Bank of England FinTech Accelerator Lessons
In remarks on 6 October: The Bank of England’s FinTech Accelerator: what have we done and what have we learned?, Andrew Hauser (Executive Director, Banking, Payments and Financial Resilience) surveyed the Bank’s current and future contributions to the FinTech regulatory debate.
Mr Hauser predicts that traditional distinctions between regulated and unregulated activities will blur as conventional models of intermediation being progressively ‘unbundled’. He posed questions about judging the appropriate positioning of the regulatory perimeter to ensure that risks are appropriately overseen whilst allowing valuable innovation to flourish. He highlighted a Proof of Concept within the Bank’s accelerator, Enforcd, which examines tools allowing the Bank’s legal team to draw out common trends in publicly available regulatory enforcement actions in order to inform the Bank’s own work.

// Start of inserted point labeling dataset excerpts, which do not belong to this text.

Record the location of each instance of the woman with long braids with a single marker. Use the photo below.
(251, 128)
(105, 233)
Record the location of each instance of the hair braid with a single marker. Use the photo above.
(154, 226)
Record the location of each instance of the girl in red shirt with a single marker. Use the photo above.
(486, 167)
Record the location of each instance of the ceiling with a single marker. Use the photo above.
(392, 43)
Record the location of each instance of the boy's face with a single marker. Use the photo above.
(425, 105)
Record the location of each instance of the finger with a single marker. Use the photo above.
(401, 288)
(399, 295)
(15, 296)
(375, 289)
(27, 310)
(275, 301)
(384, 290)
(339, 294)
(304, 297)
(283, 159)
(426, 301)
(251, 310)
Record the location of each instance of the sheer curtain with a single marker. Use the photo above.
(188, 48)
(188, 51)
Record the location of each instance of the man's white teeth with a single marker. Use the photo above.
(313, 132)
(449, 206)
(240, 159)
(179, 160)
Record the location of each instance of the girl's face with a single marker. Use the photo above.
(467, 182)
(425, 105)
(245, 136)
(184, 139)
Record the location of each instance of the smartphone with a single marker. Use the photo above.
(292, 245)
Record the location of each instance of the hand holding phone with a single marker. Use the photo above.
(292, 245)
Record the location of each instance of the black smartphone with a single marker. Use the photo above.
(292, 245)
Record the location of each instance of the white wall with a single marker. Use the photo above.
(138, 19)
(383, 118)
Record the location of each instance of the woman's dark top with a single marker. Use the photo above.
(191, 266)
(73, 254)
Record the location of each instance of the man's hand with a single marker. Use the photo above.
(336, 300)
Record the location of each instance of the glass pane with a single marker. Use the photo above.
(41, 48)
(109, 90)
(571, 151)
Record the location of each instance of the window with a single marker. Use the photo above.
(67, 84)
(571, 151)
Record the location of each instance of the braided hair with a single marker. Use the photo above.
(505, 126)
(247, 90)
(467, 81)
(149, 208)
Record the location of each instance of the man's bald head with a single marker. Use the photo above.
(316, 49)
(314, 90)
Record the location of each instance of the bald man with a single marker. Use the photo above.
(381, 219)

He highlights the following:
- first-hand experience of a range of new technologies, helping the Bank to evaluate their application both to its own functions and the wider market;
- work on DLT helping the Bank to think through how the financial networks of the future may be able to operate in more efficient ways;
- work on data analysis in order to manage ever larger data sets to monitor the economy and the financial system in real time and draw out patterns that might help the Bank set better policy or spot the next financial crisis;
- machine learning to help the Bank engage with that data in a more interactive way, putting computers alongside Bank staff to help them form the judgments on which monetary and financial stability depend;
- valuable connections with important parts of the financial and technology sector beyond the regulatory perimeter; and
- exposing central bankers to some very different ways of working and thinking.